Since [Git] offers the ability to make a commit on top of any revision, thereby spawning a tiny anonymous branch, a viable alternative to cherry-picking is as follows:

  • use bisect to identify the revision where a bug arose;
  • check out that revision;
  • fix the bug;
  • and commit the fix as a child of the revision that introduced the bug.

This new change can easily be merged into any branch that had the original bug, without any sketchy cherry-picking antics required.
It uses a revision-control tool's normal merge and conflict-resolution machinery, so it is far more reliable than cherry-picking (the implementation of which is almost always a series of grotesque hacks).

https://storage.googleapis.com/google-code-attachments/rainforce/issue-4/comment-5/Hg-dag-6-daggy-fix.png Hg DaggyFox

(here a Mercurial diagram, but easily applied to Git)

Doing daggy fixes all the time isn't for everyone.
It's not always so easy to develop a fix directly against the revision where the bug was introduced.

  • Perhaps the bug wasn't discovered until some other more recent code used it in ways that exposed the bug; it would be hard to debug and find the fix without this other code around.
  • Or perhaps the importance or scope of the fix simply hadn't been realised at the time.

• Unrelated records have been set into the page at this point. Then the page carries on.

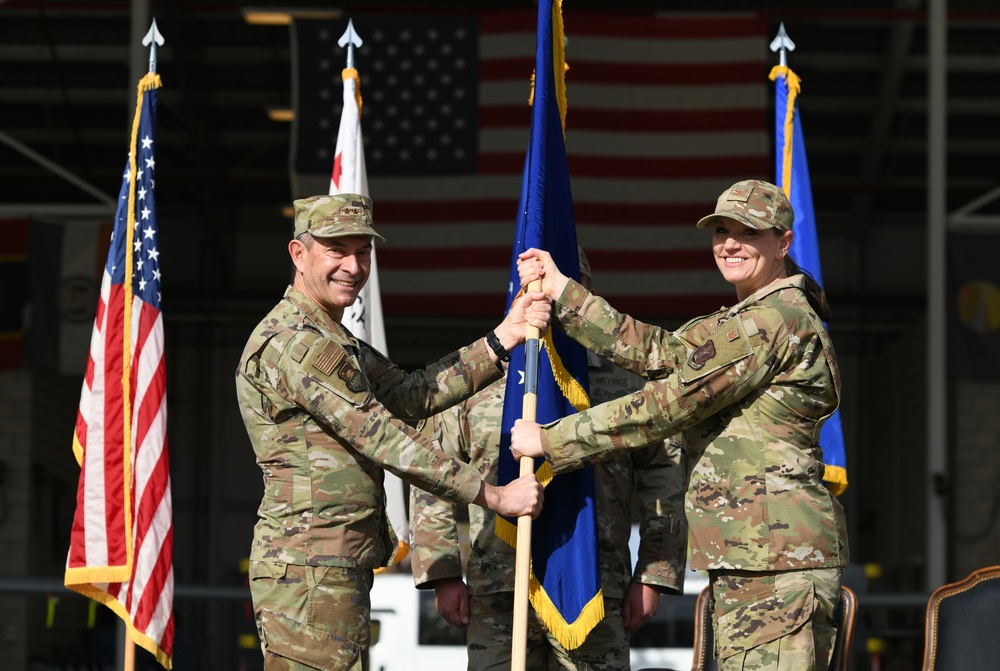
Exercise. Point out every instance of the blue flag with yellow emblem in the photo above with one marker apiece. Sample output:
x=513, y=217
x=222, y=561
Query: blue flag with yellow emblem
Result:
x=564, y=586
x=793, y=177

See also this article for more on daggy-fix:

This technique of going back in history to fix a bug, then merging the fix into modern branches, was given the name "daggy fixes" by the authors of Monotone, an influential distributed revision-control system.
The fixes are called daggy because they take advantage of a project's history being structured as a directed acyclic graph, or dag.
While this approach could be used with Subversion, its branches are heavyweight compared with the distributed tools, making the daggy-fix method less practical. This underlines the idea that a tool's strengths will inform the techniques that its users bring to bear.

Solution 3:

No information about the original commit is embedded in the newly created commit, so there's no direct way to tell. What you suggest (searching for the commit message) is probably the best way - it's certainly a lot easier than searching for a commit with the same diff:

git log --grep="<commit subject>" --all

Unless of course the commit's no longer reachable from a branch... probably then you'd want to look at the output of git fsck.